1. Orientação "punição obediência"
(Como eu posso evitar a punição?)
2. Orientação auto-interesse (ou "hedonismo instrumental")
(O que eu ganho com isso?)
No nível
convencional é superada a fase anterior, valorizando-se o reconhecimento do
outro (grupo,
família, nação): predominam as expectativas interpessoais e a identificação com
as pessoas do grupo a que pertence.
3. Acordo interpessoal e conformidade
(Normas sociais)
(Orientação "bom moço"/"boa moça")
4. Orientação "manutenção da ordem social e da autoridade"
(Moralidade "Lei e Ordem")
No nível
pós-convencional os comportamentos são regulados por princípios. Os valores
independem dos
grupos ou das pessoas que os sustentam, porque são princípios universais de
justiça: igualdade dos direitos humanos, respeito a dignidade dos seres humanos
como pessoas individuais, reconhecimento deque as pessoas são fins em si e
precisam ser tratadas como tal.
5. Orientação "Contrato Social"
6. Princípios éticos universais
(Consciência principiada)
O resultado das
pesquisas empíricas de Kohlberg levou a constatação de que um percentual baixíssimo
de cidadãos atingem tal nível de moralidade pós-convencional.
Isso nos faz
refletir a respeito das condições sócio-econômicas que excluem uma população
tão grande das escolas, bem como nos leva a considerar que na sociedade
competitiva e individualista pode parecer utopia aspirar por valores como a
justiça, baseados na reciprocidade e no compromisso pessoal.
Regra de ouro
O que você não quer que lhe façam, não o faça aos demais. Confúcio, pensador Chinês.

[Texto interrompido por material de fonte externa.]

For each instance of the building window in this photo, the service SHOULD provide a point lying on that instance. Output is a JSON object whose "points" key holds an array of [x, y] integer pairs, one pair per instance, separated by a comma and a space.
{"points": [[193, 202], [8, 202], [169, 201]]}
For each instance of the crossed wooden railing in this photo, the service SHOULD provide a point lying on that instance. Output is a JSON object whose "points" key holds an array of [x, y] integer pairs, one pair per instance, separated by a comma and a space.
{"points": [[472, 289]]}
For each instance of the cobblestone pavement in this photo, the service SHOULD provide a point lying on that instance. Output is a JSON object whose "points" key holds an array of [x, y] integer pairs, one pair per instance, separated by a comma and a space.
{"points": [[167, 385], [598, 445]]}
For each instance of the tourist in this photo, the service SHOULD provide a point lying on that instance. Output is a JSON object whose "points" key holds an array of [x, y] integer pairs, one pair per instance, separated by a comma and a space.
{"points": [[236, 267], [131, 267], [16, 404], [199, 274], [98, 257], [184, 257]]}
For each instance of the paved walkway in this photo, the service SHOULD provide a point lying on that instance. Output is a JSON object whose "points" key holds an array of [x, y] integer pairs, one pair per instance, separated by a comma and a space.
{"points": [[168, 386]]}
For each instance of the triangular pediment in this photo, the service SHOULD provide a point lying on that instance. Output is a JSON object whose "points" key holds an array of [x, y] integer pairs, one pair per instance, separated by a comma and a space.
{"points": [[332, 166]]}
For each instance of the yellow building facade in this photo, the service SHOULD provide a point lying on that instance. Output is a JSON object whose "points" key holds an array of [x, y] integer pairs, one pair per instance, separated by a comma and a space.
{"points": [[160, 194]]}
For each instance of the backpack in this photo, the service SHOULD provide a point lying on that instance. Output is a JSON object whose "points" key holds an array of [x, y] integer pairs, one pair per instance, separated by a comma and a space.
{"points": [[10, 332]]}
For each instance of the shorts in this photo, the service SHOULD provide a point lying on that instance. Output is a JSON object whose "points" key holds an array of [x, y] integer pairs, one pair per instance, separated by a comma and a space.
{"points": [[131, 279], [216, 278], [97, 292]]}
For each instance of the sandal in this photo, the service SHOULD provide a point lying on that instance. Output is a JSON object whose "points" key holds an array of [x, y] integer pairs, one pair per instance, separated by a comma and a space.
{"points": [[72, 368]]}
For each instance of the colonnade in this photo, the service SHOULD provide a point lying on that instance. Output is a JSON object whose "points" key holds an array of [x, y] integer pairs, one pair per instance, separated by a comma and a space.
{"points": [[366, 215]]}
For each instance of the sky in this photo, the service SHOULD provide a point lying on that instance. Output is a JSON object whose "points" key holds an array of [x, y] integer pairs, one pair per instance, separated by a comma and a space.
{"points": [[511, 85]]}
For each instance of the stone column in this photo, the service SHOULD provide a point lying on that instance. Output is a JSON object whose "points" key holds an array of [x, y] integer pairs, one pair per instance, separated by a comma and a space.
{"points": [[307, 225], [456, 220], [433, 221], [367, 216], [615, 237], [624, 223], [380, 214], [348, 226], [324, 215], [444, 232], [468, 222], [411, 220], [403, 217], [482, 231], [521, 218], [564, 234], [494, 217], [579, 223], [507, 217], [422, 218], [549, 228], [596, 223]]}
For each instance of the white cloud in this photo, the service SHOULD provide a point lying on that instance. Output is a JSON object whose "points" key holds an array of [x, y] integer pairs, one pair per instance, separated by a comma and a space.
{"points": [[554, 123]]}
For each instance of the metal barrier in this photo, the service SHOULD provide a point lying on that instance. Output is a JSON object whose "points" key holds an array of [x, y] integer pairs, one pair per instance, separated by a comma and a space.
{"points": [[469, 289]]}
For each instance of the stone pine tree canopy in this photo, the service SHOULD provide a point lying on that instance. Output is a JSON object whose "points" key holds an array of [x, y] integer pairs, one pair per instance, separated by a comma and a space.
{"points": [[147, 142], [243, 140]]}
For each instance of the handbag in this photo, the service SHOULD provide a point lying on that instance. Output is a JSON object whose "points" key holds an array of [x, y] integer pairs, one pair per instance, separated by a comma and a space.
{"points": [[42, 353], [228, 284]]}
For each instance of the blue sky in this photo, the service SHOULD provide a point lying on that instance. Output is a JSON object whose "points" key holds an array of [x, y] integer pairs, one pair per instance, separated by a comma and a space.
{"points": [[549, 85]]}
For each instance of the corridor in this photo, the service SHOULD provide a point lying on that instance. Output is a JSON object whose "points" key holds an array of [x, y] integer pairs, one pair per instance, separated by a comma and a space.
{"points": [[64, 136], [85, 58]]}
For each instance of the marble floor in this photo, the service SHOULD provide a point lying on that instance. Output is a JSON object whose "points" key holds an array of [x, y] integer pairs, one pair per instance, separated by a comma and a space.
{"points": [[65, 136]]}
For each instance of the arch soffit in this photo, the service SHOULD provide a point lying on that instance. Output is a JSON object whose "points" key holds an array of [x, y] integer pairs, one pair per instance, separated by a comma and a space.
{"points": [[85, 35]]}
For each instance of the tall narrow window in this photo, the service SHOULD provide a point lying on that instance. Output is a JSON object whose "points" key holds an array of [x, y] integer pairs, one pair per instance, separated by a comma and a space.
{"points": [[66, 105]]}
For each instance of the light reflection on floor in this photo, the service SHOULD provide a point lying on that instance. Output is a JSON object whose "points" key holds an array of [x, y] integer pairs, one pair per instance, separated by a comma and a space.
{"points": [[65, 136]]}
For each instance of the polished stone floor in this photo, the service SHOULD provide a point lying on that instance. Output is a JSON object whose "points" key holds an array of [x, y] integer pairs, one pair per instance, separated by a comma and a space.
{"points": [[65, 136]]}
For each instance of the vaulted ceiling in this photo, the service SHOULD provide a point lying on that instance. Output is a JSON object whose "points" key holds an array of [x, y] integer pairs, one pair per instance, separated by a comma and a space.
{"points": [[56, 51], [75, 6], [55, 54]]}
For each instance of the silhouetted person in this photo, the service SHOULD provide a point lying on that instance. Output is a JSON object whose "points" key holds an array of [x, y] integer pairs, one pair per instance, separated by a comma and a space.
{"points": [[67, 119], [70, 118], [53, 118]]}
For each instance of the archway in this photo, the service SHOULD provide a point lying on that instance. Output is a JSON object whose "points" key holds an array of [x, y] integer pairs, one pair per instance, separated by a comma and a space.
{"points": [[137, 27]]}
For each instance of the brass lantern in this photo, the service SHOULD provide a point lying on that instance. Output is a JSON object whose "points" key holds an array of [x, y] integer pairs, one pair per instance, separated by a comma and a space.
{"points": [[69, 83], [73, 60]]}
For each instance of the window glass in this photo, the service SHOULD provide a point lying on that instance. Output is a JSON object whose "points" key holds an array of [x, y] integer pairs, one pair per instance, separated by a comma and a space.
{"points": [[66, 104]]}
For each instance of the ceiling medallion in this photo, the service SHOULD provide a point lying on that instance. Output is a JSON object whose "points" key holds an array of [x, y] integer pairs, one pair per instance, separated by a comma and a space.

Que ninguém faça aos outros aquilo que para ele seria repugnante. Mahabharata, texto sagrado hindu.
Aquela natureza só é boa quando não faz ao outro aquilo que não é bom para ela própria. Zoroastro, profeta persa.
Não atormentes o próximo com o que te aflige. Ensinamento budista.
O que é odiável para ti, não o faças ao teu próximo: isto é todo a Torah; o resto é comentário. Talmud.
Não te vingarás nem guardarás ira contra os filhos do teu povo; mas amarás o teu próximo, como a ti mesmo. Pentateuco, atribuído a Moisés.
Nenhum de vocês é um fiel até que deseje ao seu semelhante aquilo que deseja para si mesmo. Ensinamento Islã.